What's the (Quantum) Matter with Black Holes? Dark Energy and Condensate Stars
OKC/Nordita High-Energy Physics Theory seminar
Monday 08 June 2015
to 14:15 at
Emil Mottola (Los Alamos)
General Relativity receives quantum corrections relevant at macroscopic distance scales
and near event horizons. These arise from the conformal scalar degree of freedom
generated by the trace anomaly. At event horizons the conformal anomaly
scalar degree of freedom can have macroscopically large effects on the geometry,
potentially removing the classical event horizon of a black hole, replacing it with
a quantum boundary layer where the effective value of the gravitational vacuum energy
density can change. In the full effective theory, the cosmological term becomes a dynamical
condensate, whose value depends upon boundary conditions near the horizon.

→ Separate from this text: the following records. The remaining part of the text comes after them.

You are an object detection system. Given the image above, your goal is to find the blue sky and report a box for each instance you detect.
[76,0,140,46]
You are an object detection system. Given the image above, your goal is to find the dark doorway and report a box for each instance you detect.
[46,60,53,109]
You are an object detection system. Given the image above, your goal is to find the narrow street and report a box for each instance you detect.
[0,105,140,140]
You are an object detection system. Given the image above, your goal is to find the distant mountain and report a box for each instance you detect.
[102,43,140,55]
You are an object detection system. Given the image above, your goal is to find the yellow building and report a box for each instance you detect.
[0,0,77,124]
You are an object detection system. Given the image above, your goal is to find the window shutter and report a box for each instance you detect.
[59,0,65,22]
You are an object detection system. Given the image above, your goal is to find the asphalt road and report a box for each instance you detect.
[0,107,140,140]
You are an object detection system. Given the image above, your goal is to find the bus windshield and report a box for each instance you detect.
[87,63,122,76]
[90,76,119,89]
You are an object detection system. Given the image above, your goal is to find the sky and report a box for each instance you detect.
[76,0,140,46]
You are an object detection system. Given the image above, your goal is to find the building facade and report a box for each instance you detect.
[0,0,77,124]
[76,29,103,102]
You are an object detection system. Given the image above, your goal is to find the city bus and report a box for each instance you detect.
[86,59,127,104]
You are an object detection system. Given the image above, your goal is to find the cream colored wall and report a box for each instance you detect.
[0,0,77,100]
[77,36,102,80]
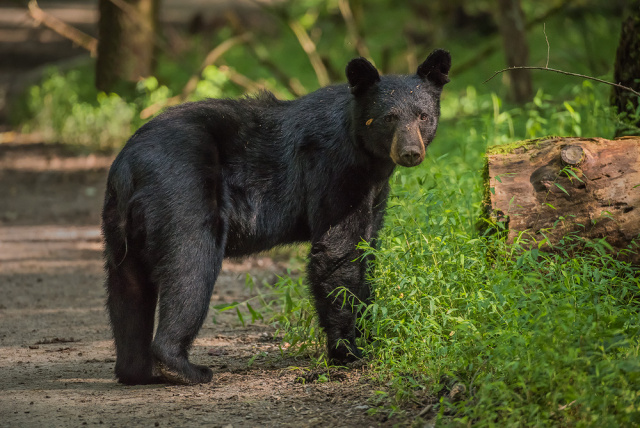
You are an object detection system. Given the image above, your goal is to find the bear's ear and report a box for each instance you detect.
[346,58,380,96]
[418,49,451,86]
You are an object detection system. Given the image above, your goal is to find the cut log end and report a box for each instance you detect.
[485,137,640,262]
[560,145,584,166]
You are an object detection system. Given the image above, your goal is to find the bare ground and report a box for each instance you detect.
[0,144,400,427]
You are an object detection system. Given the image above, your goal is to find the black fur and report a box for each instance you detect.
[103,51,451,384]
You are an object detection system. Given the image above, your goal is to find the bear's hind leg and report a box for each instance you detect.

By taking a positive value in the interior of a fully collapsed star, the effective
cosmological term removes any singularity, replacing it with a smooth dark energy interior.
The resulting gravitational condensate star (or gravastar) configuration resolves all
black hole paradoxes, and provides a testable alternative to black holes as the final state
of complete gravitational collapse. The observed dark energy of our universe likewise may
be a macroscopic finite size effect whose value depends on the cosmological horizon scale.